Some glass companies have been feeling the effects of the lack of polyvinyl butyral (PVB). The availability of the critical material for laminated glass has been low and can be attributed to several causes.

Eastman is a supplier of PVB in the industry. Travis Smith, vice president and general manager of Films at Eastman, says climate, the economy and recent events have impacted supply and delivery.

“The shortage of PVB has been caused by many situations, including the rapid economic recovery, the severe weather event in Texas earlier this year that took down extremely high percentages of output from the chemical industry, and the continued logistical challenges which were made even more challenging by the Suez Canal event,” he says.

“The PVB supply chains for our industry are fundamentally tied to basic chemical feedstocks, starting with propylene and ethylene. With major suppliers of key raw materials for PVB having declared force majeure and continuing to operate under force majeure through the first part of this year, operational and supply chain recovery for critical feedstocks has been slower than originally expected. Also, the global logistics system is severely stressed, resulting in lack of equipment and bookings availability. This has resulted in a deeper and more prolonged impact to critical raw materials.”

Kuraray, another supplier of PVB, announced last month that it issued a global price increase of its Trosifol PVB interlayer and SentryGlas ionoplast interlayer due to the cost increases in raw materials, packaging materials, transportation and logistics.

The shortage is causing limited supply and prices to increase for glass companies across the country.

“That will ultimately and radically impact both the supply and, of course, price,” says Bob Linford of Giroux Glass.

However, some companies have have not yet felt the impact. Bernard Lax, CEO of Pulp Studio in Gardena, Calif., says currently, his company has not experienced the shortages, but he has heard through the trade that shortages exist.

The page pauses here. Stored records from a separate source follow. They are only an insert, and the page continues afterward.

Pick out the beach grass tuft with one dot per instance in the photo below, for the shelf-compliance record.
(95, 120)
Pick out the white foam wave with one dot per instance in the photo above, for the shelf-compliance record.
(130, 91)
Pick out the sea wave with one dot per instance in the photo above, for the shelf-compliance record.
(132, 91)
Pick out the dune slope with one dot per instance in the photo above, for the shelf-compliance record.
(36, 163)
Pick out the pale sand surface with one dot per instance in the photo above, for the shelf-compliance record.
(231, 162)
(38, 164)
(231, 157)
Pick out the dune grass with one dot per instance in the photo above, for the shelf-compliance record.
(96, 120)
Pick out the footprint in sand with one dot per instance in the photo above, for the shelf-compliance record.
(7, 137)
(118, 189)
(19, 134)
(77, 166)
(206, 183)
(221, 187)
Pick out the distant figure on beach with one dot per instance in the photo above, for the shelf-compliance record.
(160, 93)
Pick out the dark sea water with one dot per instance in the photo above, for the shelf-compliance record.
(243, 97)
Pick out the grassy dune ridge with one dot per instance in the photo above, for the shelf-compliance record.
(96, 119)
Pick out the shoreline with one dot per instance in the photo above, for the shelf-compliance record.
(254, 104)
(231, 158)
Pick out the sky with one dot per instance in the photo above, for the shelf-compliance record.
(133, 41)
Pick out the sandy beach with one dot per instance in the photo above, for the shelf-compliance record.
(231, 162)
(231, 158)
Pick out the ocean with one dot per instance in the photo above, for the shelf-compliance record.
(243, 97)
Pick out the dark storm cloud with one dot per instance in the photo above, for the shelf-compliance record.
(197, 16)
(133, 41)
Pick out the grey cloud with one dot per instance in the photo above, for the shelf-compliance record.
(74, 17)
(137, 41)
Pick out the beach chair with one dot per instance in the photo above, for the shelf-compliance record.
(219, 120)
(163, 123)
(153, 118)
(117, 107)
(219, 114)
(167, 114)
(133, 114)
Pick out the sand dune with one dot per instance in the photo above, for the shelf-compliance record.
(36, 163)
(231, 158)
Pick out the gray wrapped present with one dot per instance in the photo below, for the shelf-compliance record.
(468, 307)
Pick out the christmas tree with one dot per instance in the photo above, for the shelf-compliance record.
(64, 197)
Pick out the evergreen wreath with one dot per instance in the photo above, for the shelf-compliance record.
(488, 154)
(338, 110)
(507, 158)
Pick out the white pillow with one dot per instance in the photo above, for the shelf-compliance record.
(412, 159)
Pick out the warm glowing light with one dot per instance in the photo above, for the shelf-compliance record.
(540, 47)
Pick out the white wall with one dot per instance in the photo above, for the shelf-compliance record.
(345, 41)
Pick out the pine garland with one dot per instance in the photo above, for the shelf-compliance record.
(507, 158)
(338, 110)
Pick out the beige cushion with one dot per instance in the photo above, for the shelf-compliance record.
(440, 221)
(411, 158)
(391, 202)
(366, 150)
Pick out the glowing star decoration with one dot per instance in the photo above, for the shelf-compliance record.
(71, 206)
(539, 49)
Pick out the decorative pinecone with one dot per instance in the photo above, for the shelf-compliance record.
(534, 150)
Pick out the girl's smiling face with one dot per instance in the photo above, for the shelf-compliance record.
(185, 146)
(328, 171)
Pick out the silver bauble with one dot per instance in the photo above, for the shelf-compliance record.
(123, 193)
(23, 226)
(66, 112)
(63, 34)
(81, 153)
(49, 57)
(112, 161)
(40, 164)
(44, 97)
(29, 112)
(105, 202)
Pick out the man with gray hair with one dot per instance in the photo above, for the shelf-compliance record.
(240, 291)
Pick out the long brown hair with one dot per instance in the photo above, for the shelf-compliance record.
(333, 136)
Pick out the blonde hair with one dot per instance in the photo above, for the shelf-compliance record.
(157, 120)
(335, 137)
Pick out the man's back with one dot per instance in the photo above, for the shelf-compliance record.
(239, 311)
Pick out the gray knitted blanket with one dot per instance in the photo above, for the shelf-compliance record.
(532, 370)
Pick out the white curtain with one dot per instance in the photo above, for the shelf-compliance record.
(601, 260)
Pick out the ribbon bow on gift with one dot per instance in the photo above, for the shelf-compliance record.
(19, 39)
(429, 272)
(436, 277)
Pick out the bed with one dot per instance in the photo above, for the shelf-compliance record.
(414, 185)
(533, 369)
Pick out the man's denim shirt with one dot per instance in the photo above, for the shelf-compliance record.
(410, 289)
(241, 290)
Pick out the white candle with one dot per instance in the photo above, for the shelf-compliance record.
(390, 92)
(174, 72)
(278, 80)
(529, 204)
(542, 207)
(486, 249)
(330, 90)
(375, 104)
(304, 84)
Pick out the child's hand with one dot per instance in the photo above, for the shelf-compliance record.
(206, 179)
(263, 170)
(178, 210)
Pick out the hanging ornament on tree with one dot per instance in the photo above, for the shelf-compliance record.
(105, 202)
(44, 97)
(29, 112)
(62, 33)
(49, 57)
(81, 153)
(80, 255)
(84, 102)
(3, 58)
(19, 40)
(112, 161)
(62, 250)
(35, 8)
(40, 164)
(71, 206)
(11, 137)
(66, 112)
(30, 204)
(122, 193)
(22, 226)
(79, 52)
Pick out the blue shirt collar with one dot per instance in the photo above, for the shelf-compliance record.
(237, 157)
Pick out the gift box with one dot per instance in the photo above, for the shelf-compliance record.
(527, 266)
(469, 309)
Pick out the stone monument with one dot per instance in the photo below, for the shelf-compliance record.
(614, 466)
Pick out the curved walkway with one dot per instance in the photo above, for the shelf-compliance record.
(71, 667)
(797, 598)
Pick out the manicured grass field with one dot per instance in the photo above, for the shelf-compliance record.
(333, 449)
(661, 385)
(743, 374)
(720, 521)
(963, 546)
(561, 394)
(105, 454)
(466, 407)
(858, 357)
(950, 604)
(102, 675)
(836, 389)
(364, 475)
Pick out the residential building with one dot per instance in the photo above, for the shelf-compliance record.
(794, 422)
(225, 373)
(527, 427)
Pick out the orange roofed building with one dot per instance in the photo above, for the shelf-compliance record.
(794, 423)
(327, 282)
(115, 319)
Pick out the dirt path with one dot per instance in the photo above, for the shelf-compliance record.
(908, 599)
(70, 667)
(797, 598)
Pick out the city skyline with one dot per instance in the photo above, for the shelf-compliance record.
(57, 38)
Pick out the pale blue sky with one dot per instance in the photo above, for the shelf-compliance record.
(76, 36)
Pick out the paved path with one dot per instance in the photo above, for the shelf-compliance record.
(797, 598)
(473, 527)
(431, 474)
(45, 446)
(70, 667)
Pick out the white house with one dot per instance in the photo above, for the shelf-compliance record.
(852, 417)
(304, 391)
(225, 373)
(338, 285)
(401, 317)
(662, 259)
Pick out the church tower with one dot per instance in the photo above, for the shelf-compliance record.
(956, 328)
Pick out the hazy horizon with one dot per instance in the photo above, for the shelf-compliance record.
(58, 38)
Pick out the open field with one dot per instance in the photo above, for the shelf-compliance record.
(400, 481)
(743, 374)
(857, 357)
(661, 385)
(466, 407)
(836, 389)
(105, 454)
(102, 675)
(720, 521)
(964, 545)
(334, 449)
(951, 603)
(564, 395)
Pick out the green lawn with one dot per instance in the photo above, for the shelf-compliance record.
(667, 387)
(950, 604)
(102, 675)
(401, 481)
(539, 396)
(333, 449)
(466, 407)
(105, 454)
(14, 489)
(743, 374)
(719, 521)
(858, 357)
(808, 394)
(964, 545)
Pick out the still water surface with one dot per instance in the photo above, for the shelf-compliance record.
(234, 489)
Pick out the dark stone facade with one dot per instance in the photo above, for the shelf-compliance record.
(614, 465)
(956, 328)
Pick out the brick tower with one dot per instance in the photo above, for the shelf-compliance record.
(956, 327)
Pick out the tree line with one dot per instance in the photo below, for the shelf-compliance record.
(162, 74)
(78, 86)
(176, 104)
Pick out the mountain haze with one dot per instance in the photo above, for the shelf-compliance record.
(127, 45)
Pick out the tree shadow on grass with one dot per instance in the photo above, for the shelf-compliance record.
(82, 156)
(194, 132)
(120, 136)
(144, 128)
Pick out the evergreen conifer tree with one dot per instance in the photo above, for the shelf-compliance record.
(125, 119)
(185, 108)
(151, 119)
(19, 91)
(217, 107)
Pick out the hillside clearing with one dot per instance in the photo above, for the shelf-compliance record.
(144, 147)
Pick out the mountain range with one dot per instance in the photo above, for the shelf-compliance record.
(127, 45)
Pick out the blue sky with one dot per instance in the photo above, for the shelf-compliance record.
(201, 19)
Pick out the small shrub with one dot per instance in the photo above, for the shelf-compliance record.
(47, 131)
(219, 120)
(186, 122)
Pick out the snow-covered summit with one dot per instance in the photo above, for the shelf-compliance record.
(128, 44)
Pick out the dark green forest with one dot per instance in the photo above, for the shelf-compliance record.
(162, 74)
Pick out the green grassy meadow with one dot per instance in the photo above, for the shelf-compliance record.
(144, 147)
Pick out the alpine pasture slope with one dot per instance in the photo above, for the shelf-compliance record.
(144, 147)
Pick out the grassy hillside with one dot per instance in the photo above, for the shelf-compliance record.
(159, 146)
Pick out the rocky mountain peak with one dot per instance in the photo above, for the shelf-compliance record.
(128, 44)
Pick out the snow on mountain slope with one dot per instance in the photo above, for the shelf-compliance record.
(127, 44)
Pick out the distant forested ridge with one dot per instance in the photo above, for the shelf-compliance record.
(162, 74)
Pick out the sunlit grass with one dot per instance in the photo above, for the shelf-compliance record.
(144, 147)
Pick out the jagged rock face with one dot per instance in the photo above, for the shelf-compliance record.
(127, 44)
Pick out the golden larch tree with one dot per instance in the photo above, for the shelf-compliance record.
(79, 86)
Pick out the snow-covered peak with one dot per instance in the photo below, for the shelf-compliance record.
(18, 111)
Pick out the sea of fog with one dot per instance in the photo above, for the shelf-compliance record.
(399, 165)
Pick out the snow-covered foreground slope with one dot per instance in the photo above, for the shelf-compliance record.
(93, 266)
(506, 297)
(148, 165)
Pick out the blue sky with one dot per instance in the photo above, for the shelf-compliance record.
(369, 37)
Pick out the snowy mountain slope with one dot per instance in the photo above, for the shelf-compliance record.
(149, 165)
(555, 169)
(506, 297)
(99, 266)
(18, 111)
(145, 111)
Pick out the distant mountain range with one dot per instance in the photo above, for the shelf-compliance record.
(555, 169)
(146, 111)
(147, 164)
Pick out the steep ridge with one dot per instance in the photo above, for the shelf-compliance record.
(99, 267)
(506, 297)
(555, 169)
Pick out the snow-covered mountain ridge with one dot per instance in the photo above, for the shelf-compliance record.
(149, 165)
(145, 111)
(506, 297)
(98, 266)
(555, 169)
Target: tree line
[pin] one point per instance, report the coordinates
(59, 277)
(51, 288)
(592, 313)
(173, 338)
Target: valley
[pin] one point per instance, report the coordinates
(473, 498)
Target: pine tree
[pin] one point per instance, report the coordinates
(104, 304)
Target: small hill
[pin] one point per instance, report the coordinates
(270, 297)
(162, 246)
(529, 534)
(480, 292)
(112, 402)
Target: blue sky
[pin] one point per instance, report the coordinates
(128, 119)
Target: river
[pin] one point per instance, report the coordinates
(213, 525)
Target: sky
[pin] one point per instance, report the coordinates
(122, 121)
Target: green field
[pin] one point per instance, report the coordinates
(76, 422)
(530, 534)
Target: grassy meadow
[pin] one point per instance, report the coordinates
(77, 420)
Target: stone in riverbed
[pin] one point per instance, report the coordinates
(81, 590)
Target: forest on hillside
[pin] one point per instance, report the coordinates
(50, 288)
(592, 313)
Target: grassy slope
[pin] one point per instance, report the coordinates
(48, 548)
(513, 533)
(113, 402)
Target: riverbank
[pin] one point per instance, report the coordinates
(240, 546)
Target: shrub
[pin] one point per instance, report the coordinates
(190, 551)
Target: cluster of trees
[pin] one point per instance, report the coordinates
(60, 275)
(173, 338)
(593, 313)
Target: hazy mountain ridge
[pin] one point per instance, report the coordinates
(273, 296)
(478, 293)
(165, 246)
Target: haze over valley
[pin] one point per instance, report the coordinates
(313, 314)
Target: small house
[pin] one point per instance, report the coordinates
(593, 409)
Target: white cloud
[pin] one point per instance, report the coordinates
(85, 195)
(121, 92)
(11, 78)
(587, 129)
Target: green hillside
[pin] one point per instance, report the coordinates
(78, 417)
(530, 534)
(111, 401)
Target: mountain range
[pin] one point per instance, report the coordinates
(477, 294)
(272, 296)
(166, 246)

“I believe some of this is purely logistics related, as the suppliers of our suppliers are not able to get raw material because of transportation issues,” he says. “Another perspective is that poor, or lack of, planning by customers has put them in difficult times when shortages exist. Those users who are used to spot buying materials, rather then planning and projecting with their suppliers, will find it difficult to get what they need in a supercharged market.”